A: I enjoyed writing stories when I was a teenager, got my BA in English, then went one semester for my MA in Creative Writing, but got cold feet, changed to Applied Linguistics, and had a lifelong career in teaching and directing ESL programs.

Writing went on the back burner.

Q: What inspired you to write Veil of Walls?

A: I lived in Iran from the age of 9 to 26 and my father was Iranian, so I have intimate knowledge of the people and culture. Observing the misconceptions about Iran, plus getting the itch to write again motivated me to write this novel which took ten years and drafts beyond count.

Q: What made you choose this genre?

A: I enjoy reading literary fiction, historical novels, and stories from other places and cultures, so writing a story taking place in Iran was a good fit.

Q: What is the book about?

Veil of Walls is the story of Anahita Sadeghi, a typical, happy-go-lucky American ten-year-old not too keen on travelling to the other side of the world to meet her father’s family.

But her month-long vacation turns into a nightmare when her Persian relatives refuse to let her return to the States, and she is forced to deal with the dizzying maze of social customs, resist her grandmother’s efforts to mould her into the proper Persian girl, dodge her aunt’s schemes of marriage, and fight to make her own life choices until she can find a way to return home.

Longing for her friends and her freedom, only the enigma of her missing aunt, Scheherazade, gives Ana a glimmer of hope of one day escaping Iran for good. 

Will Ana’s family marry her off and forever bind her to this country, or will she break free of Iran’s walls and find her way back to America?

Q: Did you find it easiest to write with a schedule or with no time restrictions?

A: I was teaching at the University of Hawaii at the time and wrote on weekends and whenever I could. No schedule.

Q: Can you choose a favourite character?

A: Anahita is my favourite character since most of the book is about her struggles, insights, and breakthroughs.

Q: Was there ever a point while you were writing your book when you wanted to give up?

A: Not really. I loved creating the story and cast of characters. I did get frustrated with the many agent rejections, but used their comments to improve the manuscript.

I did the same with the publisher rejections my agent received. They were very helpful in polishing the final draft that got published by Black Rose Writing.

Q: What is the worst part of the writing process for you?

A: Getting rejections and endless revisions.

Q: How much of your stories do you plan, or do you find it easier to make them up as you go along?

A: I did not plan Veil of Walls in any detail, the characters just came to life on the page.
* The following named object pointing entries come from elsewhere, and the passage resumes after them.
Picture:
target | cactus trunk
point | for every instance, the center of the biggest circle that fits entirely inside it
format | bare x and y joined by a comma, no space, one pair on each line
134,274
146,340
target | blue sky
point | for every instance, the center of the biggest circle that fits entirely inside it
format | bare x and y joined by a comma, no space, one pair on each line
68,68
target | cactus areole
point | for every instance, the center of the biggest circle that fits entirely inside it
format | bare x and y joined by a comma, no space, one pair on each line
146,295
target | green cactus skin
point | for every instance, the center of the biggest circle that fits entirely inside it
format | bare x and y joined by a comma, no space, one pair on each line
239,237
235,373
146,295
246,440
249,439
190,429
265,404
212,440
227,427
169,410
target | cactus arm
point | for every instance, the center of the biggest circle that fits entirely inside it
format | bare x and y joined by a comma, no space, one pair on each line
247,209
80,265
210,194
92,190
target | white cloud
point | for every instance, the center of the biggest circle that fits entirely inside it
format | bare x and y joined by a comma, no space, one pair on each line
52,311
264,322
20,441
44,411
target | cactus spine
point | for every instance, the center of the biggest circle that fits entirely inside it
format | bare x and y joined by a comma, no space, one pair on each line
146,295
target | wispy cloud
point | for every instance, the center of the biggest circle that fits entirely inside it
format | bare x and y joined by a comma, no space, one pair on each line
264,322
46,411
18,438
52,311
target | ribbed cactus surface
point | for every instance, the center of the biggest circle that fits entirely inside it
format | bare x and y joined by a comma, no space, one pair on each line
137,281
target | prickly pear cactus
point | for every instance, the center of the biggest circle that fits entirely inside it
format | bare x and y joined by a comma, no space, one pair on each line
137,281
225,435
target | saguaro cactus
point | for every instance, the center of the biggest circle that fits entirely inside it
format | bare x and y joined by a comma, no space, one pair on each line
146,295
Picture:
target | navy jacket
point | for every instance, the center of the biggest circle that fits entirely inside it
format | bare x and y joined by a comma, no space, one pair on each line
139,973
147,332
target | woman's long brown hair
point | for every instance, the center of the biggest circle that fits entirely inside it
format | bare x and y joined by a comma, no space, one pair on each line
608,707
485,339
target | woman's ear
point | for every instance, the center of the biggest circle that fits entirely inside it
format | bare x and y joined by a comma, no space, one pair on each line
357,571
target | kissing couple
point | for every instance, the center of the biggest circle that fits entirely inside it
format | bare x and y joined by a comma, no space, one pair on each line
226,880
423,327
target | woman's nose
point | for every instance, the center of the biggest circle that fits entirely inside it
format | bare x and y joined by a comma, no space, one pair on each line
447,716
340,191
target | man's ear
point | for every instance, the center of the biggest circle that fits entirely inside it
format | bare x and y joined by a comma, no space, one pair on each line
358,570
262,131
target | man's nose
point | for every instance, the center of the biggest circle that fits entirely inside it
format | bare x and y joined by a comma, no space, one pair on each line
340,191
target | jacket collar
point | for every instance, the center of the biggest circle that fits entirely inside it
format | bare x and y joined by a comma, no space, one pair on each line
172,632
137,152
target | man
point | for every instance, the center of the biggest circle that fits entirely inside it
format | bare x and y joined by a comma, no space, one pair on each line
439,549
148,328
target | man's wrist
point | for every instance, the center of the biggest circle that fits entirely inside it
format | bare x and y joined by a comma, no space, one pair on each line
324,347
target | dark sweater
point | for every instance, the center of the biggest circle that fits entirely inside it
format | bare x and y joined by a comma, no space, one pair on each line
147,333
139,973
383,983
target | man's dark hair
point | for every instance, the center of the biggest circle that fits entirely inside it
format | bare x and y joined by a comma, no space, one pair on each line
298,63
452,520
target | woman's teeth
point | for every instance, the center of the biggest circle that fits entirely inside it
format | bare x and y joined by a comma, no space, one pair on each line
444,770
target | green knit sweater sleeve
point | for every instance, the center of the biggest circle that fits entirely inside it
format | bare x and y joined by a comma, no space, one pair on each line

But I am outlining my next book, The Colour of Hope, to reduce the endless revisions.

Q: Do you have a favourite piece of writing advice?

A: Polish and revise your work to every inch of its life before sending it to anyone, or even self publishing. Getting professional assistance from other writers and an editor helps quite a bit.

Q: Where can people learn more about your books?

A: www.patriciapanahiauthor.wordpress.com

www.amazon.com/author/patriciapanahi

Q: What have you learned since you started writing?

A: I’ve learned to write a story that moves faster, sticking to only scenes/information that moves the story forward and trimming the rest. I’ve also learned to make my characters layered and complex in addition to using taste, smell, sound, and textures to bring the words alive.

Q: What’s next for you?

A: The Colour of Hope, the story of four very different people whose lives intersect during the chaos of the 2009 Iranian election protests.